The Trump-Xi meeting between the two leaders was the centerpiece of four days of diplomacy in Asia for Trump, whose re-election chances have been put at risk by the trade dispute that has hurt American farmers and battered global markets. Tensions rose after negotiations collapsed last month.

Trump said the talks with Xi went “probably even better than expected.”

Both men struck a cautiously optimistic tone after they posed for photographs.

“We’ve had an excellent relationship,” Trump told Xi as the meeting opened, “but we want to do something that will even it up with respect to trade.”

Xi recounted the era of “pingpong diplomacy” that helped jump-start U.S.-China relations two generations ago. Since then, he said, “one basic fact remains unchanged: China and the United States both benefit from cooperation and lose in confrontation.”

“Cooperation and dialogue are better than friction and confrontation,” he added.

The meeting with Xi was one of three that Trump held Saturday with world leaders who display authoritarian tendencies.

Trump had his first face-to-face discussion with Saudi Arabia’s Mohammed bin Salman since U.S. intelligence agencies concluded that the crown prince directed the murder of Washington Post columnist and American resident Jamal Khashoggi last year.

Trump, who referred to the Saudi royal as his “friend,” has long tried to minimize the prince’s role in the murder and has been reluctant to criticize the killing of the Saudi critic at the kingdom’s consulate in Istanbul last year. Trump views Saudi Arabia as the lynchpin of U.S.’ Middle East strategy to counter Iran.

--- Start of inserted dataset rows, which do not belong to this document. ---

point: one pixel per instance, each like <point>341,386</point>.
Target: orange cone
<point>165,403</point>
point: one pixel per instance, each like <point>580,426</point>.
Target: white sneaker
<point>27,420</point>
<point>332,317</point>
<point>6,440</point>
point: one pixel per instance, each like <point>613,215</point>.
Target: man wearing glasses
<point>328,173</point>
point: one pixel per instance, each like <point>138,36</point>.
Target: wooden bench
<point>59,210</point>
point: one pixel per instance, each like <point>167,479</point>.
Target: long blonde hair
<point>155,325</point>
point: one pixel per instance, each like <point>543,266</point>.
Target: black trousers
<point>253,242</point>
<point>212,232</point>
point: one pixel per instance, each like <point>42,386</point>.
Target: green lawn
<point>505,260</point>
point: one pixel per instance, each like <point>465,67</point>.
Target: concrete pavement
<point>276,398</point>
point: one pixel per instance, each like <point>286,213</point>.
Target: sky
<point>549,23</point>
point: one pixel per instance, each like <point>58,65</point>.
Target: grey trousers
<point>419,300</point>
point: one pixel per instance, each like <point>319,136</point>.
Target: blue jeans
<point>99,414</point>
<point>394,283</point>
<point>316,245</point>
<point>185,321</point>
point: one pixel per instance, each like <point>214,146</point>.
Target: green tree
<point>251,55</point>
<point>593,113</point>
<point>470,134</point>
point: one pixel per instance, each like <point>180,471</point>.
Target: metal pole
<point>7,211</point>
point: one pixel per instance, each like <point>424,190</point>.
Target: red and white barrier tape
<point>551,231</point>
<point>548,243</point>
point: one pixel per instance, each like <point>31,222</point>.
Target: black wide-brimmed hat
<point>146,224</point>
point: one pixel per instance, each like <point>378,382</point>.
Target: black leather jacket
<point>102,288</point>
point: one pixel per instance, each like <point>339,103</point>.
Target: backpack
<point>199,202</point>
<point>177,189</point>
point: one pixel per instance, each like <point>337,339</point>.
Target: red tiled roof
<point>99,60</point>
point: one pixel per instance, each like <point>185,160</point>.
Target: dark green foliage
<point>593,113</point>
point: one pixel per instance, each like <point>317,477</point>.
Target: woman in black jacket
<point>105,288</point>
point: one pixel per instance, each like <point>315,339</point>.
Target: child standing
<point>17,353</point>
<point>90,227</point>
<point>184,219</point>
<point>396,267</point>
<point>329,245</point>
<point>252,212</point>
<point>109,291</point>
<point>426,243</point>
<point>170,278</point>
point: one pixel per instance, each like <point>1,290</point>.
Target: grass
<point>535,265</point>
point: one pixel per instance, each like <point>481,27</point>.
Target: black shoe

At a news conference after the summit, Trump said Khashoggi’s killing was “horrible,” but that Saudi Arabia had “been a terrific ally.” Trump suggested he was satisfied with steps that the kingdom was taking to prosecute some of those involved, while he claimed that “nobody so far has pointed directly a finger” at Saudi Arabia’s future king.

U.S. intelligence officials have concluded that bin Salman must have at least known of the plot.